Shit, I'll drink to this whole thing. I really thought I might see 5 or 6 responses to this thread. WOW, was I wrong. Not to get too mushy here, but, this old Griz fan is absolutely BLOWN AWAY by the response, the stories, and the fun. Thank you sooooooooo much E-Griz . :clap: :clap: :clap: :clap: :clap: :clap: :clap: :clap: :clap: :clap:
 
GrizRanger said:
He bought flavored (often lime) vodka which we all drank in a empty Milwaukee Railroad boxcar (adjacent to present day river trail where Hellgate High track is now).
Mid-70s, Milwaukee installed an elaborate underpass for pedestrians near the Field House to access the Van Buren St footbridge. Students were always crossing the tracks to access the bridge and the River, and even the Milwaukee's Electric-powered hotshot freights had special instructions for passing through the University of Montana. For over 70 years, the University and the Milwaukee Road shared the north edge of the Campus. It was a situation always ripe for a disaster, and its a miracle than none ever happened that I am aware of.
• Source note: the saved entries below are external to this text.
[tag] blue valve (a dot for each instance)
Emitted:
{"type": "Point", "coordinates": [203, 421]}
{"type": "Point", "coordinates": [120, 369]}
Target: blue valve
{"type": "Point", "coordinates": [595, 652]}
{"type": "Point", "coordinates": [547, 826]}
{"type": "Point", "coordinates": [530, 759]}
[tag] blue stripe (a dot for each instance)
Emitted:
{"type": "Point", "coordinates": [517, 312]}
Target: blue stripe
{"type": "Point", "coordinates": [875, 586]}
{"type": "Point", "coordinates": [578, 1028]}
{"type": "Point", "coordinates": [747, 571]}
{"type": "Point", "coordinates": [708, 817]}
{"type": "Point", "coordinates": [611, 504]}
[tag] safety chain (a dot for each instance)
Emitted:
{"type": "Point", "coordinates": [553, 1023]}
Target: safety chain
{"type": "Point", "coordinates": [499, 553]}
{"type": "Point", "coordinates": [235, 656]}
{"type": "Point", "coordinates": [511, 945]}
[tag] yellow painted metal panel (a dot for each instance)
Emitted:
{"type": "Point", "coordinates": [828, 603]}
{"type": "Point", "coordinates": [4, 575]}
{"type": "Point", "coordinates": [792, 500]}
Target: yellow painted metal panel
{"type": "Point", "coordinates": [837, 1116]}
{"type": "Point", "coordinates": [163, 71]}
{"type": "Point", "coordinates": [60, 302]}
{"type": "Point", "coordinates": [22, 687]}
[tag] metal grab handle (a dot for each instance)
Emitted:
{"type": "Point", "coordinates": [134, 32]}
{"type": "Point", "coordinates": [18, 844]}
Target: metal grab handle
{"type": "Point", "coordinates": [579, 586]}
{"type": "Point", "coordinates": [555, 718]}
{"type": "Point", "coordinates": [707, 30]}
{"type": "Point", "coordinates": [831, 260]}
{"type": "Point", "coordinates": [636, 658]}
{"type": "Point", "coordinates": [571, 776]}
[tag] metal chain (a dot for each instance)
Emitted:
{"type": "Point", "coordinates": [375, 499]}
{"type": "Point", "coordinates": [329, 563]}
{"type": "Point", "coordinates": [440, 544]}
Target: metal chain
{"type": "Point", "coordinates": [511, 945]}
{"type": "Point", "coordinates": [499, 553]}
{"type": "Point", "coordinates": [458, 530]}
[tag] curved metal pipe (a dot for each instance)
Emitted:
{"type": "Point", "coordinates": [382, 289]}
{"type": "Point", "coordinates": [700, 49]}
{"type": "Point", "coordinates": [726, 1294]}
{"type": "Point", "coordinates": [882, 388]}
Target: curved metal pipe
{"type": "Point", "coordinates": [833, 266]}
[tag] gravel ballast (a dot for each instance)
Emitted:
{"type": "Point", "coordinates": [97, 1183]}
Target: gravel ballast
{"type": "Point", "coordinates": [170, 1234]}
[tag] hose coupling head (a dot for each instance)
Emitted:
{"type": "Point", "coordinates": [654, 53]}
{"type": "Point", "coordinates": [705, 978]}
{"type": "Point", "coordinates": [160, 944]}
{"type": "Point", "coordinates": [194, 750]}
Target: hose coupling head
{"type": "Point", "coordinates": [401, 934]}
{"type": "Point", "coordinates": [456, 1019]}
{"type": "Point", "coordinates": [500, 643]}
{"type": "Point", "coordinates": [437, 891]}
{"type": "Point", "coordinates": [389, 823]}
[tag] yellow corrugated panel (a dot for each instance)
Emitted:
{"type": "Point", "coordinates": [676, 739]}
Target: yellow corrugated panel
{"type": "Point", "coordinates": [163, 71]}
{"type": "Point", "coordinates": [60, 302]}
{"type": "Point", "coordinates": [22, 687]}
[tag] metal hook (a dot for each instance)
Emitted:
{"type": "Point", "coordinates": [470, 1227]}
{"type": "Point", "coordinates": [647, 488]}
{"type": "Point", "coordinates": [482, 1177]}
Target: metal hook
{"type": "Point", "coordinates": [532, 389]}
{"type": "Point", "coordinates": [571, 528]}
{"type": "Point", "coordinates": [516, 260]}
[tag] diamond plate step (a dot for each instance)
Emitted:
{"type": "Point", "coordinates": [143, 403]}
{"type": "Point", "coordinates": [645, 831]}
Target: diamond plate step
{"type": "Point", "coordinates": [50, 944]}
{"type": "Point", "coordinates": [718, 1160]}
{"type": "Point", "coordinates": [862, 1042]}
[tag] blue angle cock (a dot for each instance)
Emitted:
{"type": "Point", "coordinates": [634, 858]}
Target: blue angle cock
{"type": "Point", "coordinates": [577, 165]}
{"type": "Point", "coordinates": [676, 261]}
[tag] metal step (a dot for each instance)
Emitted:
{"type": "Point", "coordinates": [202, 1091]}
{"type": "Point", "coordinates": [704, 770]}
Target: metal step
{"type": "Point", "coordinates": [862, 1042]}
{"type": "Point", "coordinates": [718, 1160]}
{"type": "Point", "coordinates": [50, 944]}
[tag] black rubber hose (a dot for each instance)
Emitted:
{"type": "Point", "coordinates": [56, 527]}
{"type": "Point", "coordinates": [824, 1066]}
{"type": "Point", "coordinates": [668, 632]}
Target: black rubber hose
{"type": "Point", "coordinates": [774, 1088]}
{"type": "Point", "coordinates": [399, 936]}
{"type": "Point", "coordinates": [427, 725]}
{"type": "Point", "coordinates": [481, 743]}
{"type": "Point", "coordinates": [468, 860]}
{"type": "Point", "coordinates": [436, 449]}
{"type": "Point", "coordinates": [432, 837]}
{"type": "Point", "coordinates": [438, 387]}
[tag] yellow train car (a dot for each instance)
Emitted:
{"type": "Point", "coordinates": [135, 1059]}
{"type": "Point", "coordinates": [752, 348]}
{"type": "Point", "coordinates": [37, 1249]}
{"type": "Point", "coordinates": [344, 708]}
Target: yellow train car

Indeed, Mick Delaney recalls that student "specials" -- passenger trains assembled for trips to Butte and back for the Bobcat/Griz games -- were a popular item with the passenger depot so close to Campus; so there was a positive memory there for many years. I understand from some sources that on the return trips the trains would stop on the Campus proper to discharge U students living in dorms, and then continue to the Depot proper. I don't have any information that this tradition continued after the games alternated between Missoula and Bozeman, rather than Butte, but MILW ended its transcontinental passenger service in 1961, and so it was moot anyway.

In 1972 or '73, seems an engineer was switching on their East yard, and looked back just as he was starting his string of cars, and saw a large basset hound pulling out from under a boxcar with the leash extending under the boxcar. "Oh crap," as he set his air, and looked out the other side, and there was ANOTHER large basset hound pulling hard in the other direction, with his leash extending under the boxcar. Some fool student was trying to cross under a boxcar with a switching train operating, when his Bassets went beserk and took off in opposite directions and trapped him under the boxcar. It was a close call; the engineer reported it to the Roadmaster, and in turn the Railroad decided there were too many close calls, and so the U and the MILW spent the money to build the rather elaborate concrete pedestrian and bicycle underpass. I believe it was completed in 1974, possibly 1975. Of course, with the Hellgate Winds, it promptly filled up with snow in the winter, was mostly ignored by students anyway, and then the RR stopped running in 1980. It was filled in. But, it's still there, buried under the Bike trail. After the Apocalypse someday, archeologists will be digging around wondering what was on this ancient lakebed, and uncover this mystery. No doubt a temple, used for obsolete and mysterious religious ceremonies.